Whether you are designing a schema, writing a SELECT, or writing code in any other programming language, remember that the Golden Rule of Data Manipulation always applies.  Accept this rule, learn from it, and practice it, and you might be surprised to find that programming isn't quite as hard as you thought it was.

Legacy Comments

Jacques Chester
re: The Golden Rule of Data Manipulation
If I'm not mistaken, this is a key part of first normal form: every piece of data is stored atomically. It can't be further subdivided.

Jim Johannsen
re: The Golden Rule of Data Manipulation
I see this all the time. It drives me nuts cleaning up the mess of someone trying to "make it simpler".

re: The Golden Rule of Data Manipulation
Ugh, I felt this pain at my first job, the guy before me was writing code that stored these huge blocks of CSV data, and then was parsing it out. He had never heard of the terms lookup table or junction table.

re: The Golden Rule of Data Manipulation
I lost count of all the csv and access db files that I have had to clean up and parse out so that we could import the client's information into our own system. I've gotten quite good at it too! Including scanning the table quickly myself to see if there are any exceptions. phew...

Linda Wenglikowski
re: The Golden Rule of Data Manipulation
I see this mistake all the time and it has been the key point of failure to many enterprise data and data warehouse projects. Defining discrete data elements, capturing this data consistently, and the relationships between data would prevent the failure of many applications and data warehouse projects.

re: The Golden Rule of Data Manipulation
No sooner than I post on here, then I have to take a client's excel spreadsheet that had first, last, AND spouse or partner name all in one column.... (bang head on desk)

Mark Walters
re: The Golden Rule of Data Manipulation
I have seen this so often I recently had a chat with a senior lecturer in Melbourne about what is taught to programmers. He agreed with me that most of these problems seam to be created when traditional application programers design and develop database applications. My first rule of thumb is that databases are all about what you can get out of them, not what you put in them. Always applying this rule seams to work well for me.

Wayne West
re: The Golden Rule of Data Manipulation
I had to recently clean up an address file to validate it against a GIS system. The problem was that Unit/Apt/Suite/Whatever was inconsistently coded. I had some fun with it: use the REVERSE() function to find where the last element was, put that element into another field, then validated that field against a street extension lookup table (ST, AVE, LOOP, PKWY, etc).

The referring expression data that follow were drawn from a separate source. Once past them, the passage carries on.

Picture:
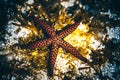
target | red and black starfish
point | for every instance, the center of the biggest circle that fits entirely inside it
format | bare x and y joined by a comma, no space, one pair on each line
55,40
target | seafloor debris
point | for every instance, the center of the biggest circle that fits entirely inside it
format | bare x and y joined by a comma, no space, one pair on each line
97,38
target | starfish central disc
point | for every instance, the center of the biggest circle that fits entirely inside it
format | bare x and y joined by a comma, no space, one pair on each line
55,40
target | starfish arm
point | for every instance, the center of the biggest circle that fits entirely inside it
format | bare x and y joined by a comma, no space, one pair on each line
72,50
52,59
45,26
41,43
66,32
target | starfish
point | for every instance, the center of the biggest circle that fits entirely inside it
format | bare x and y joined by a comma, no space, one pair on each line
55,40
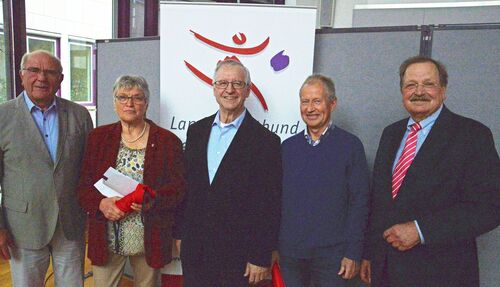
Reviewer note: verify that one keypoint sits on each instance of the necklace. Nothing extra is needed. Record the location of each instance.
(137, 138)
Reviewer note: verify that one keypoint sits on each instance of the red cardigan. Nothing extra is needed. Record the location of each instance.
(163, 171)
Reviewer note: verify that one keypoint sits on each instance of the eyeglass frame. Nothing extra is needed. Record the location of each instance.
(37, 71)
(135, 99)
(216, 83)
(426, 86)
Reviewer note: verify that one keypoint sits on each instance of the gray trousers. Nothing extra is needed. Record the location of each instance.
(29, 267)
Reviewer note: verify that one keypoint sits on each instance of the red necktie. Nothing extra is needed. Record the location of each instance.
(405, 159)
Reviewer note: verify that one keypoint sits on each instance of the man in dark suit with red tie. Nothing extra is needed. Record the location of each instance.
(435, 189)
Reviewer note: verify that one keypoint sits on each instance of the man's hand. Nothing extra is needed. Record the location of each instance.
(5, 243)
(348, 268)
(366, 272)
(108, 207)
(402, 236)
(256, 273)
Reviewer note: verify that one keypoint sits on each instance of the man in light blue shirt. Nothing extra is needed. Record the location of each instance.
(434, 190)
(230, 219)
(42, 139)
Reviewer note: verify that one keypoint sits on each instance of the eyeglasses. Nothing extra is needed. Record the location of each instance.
(224, 84)
(135, 99)
(32, 71)
(410, 87)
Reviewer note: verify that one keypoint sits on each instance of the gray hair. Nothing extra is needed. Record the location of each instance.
(27, 55)
(327, 83)
(233, 63)
(129, 82)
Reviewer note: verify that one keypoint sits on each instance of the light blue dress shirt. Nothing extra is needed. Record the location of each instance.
(221, 137)
(47, 123)
(426, 125)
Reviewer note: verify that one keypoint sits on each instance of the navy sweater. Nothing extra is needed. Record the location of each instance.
(325, 196)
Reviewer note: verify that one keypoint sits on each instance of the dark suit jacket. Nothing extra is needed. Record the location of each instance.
(451, 189)
(235, 219)
(163, 171)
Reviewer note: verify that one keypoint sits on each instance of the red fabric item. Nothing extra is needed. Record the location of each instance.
(136, 196)
(277, 278)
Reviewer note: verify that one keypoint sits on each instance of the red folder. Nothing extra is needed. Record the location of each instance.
(277, 278)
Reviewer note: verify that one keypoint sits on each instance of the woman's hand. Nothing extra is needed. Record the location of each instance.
(108, 207)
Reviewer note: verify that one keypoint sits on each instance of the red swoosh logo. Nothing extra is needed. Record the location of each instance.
(241, 51)
(208, 80)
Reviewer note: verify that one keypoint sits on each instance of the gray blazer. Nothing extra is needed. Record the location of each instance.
(36, 192)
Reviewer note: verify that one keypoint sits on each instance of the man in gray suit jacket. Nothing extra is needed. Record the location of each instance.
(42, 139)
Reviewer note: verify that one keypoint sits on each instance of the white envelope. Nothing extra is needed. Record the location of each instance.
(115, 183)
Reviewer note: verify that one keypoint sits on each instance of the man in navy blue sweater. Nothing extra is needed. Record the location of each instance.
(325, 195)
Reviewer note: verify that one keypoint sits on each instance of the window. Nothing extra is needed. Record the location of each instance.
(81, 72)
(39, 43)
(3, 74)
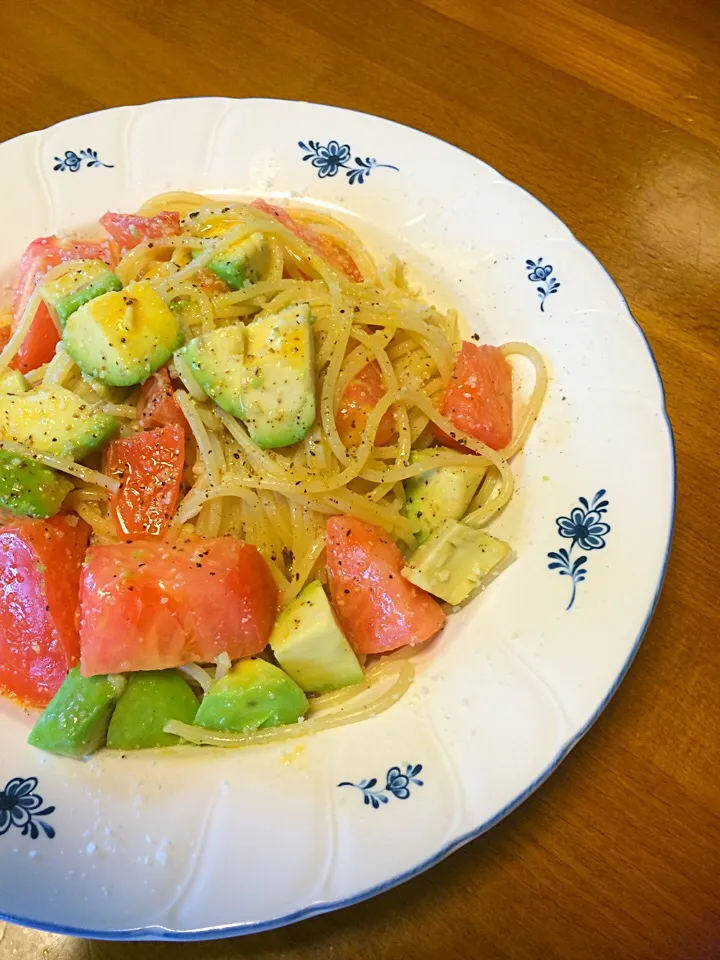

A challenging little project, I should do a blog entry on it.

re: The Golden Rule of Data Manipulation
In my work I have to do a lot of data manipulation, I get annoyed when I receive complete names including prefix and suffix all in one column. It is required of me to split them up in to Prefix, first, last and suffix. Of course I have a tool to do it with that generally does a good job but I have to skim through for the complex ones that it gets wrong. It tends to be time consuming. Even worse is inconsistent naming conventions so pre-made queries are of no use.